Two court cases challenging the status quo in the U.S. beef industry will be allowed to proceed after recent ruling from federal judges.
The Ranchers-Cattlemen Action Legal Fund United Stockgrowers of America, or R-CALF USA, has a hand in both lawsuits, one challenging the Beef Checkoff program and the other questioning market control by the nation's four largest meatpackers.
In the challenge to the Beef Checkoff program, a U.S. District Court judge in the District of Columbia on Sept. 29 denied a claim by the U.S. Department of Agriculture, writing that the ranchers have successfully alleged they have “associational standing” to challenge USDA’s practices. However, the ruling said "it does not resolve the factual question whether R-CALF actually has standing to make its challenge." Further proceedings will address that question.

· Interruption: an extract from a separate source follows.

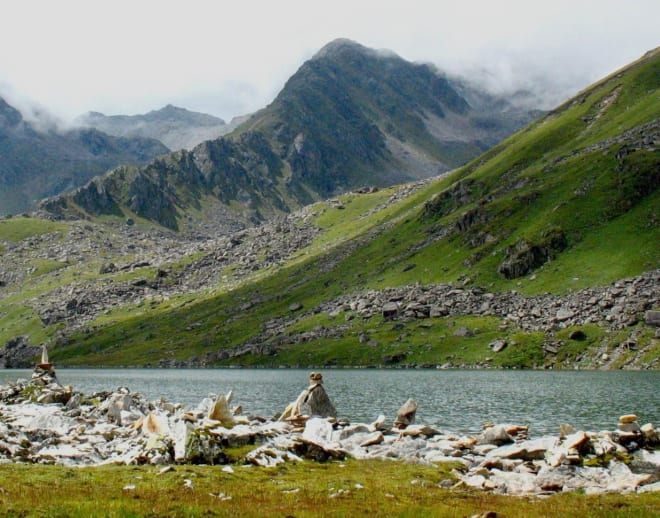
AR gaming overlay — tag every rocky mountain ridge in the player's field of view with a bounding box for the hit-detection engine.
[0,98,168,216]
[76,104,247,151]
[37,40,538,235]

"The case will proceed to discovery, through which the public may be able to glean more details about Big Ag’s influence on the Beef Checkoff," R-CALF said in a news release on its website.
R-CALF alleges that the USDA unlawfully amended the Beef Checkoff Program by entering into certain agreements (known as “Memoranda of Understanding” or “MOUs”) with the Qualified State Beef Councils that help administer the program rather than engaging in notice-and-comment rulemaking.
The ruling "recognizes that independent ranchers have a right through the courts to challenge a system that uses their money to prop up multinational agribusiness,” said David Muraskin, litigation director of the Public Justice Food Project and counsel for R-CALF USA said in the news release. “USDA entered into these MOU’s illegally by skipping a true public input process, which is essential to good governing."
In the other case involving R-CALF, a federal judge for the District of Minnesota on Sept. 13 issued an order substantially denying the motion by the nation’s four largest beef packers to dismiss the class-action antitrust lawsuit originally filed in April 2019 by R-CALF USA.
The National Farmers Union is among the plaintiffs alleging that JBS, Tyson, National Beef, and Cargill conspired to suppress the price of cattle and increase the price of beef.
“We are pleased the effort to restore pricing transparency and competitiveness to the cattle markets is moving forward in the courtroom. This case is nearly two-and-a-half years old, and we look forward to the next step in the litigation,” said Rob Larew, president of the National Farmers Union in a Sept. 29 news release.
The case now enters the discovery phase of the trial, where evidence and information will be presented to demonstrate how packers violated the Sherman Antitrust Act, the Packers and Stockyards Act, and the Commodity Exchange Act.
“This judge gets it,” South Dakota Farmers Union President, Doug Sombke said in a Oct. 4 statement in response to the ruling by Judge John Tunheim. “My entire farming career, we have been fighting for fair prices. Every time we would try to prove price fixing, the previous judges always found a reason to protect the meat processing industry. So, they continued to get richer while family farmers and ranchers continue to lose profits.”